Do I Have to Pressurize My Room With Bass?
People seem obsessed with bass! No matter who you talk to, they seem to think you need massive subwoofers in every room of your house. All you want is better sound. You’ve never been much of a bass head. Do you really need to pressurize your room with bass to get the best sound? Let’s discuss.
It’s Your Room
People online love to speak in absolutes. They’ve decided that thunderous bass is what they want, therefore it is what everyone wants. We get it that you maybe don’t feel that way. It is your home, your room, and your home theater. If you don’t want bone-shaking bass, you don’t have to pressurize your room if you don’t want to.
The Case for Pressurization
Bass interacts with your room to create the bass you hear. Pressurizing your room means that you’ll actually be able hear all the bass that is in the music or movies you are enjoying. The argument for pressurization is clear: If you want to hear all the bass, you need to pressurize the room.
What They Don’t Tell You
What they don’t tell you (likely because they don’t truly understand bass), is that bass doesn’t only live in your subwoofers. Many of the sounds that we would describe as “low bass” are played not by the subwoofers but by your speakers. Your subwoofers generally play the sounds from 80Hz and lower. Bass, even what we think of as “low bass” starts much higher than that. Closer to 200Hz.
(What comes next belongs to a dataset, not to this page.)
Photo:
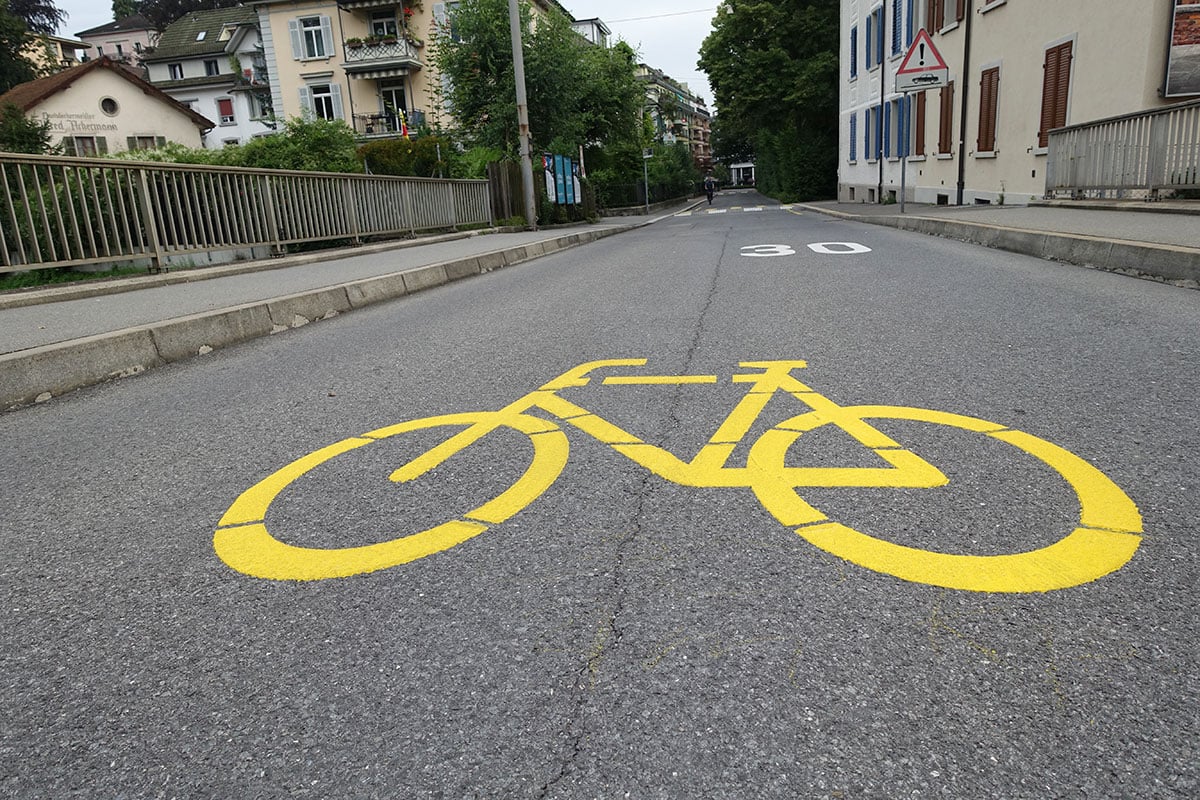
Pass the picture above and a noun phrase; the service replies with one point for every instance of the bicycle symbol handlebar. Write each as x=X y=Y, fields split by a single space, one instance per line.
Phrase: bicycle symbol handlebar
x=1103 y=541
On top of that, many speakers can and do play cleanly down past 80Hz. They can hit that sweet spot of “bass you can feel.” Can they do it as loudly or as easily as a subwoofer? No. But they can get there.
When Pressurization is Actually Bad
If you have a very large room, trying to pressurize it with bass is probably a bad idea. These large rooms require a lot of subwoofer power to pressurize. This requires very large and very expensive subwoofers. Large spaces are often multi-use. Because the bass will sound just as loud in one area of the room as another, it makes using the room for anything other than home theater (or just watching TV) impossible.
Wrap Up
This brings us back to the original question. Do you really need to pressurize your room with bass to get good sound? No! Oftentimes, people are just wanting better sound. They want to understand what is being said on TV, they want more immersive surround sound, or they just want things to be a little louder. Not everyone wants to have a similar (or better) experience to a movie theater. And that’s okay. So, what subwoofer should you buy? Well, that’s a different article.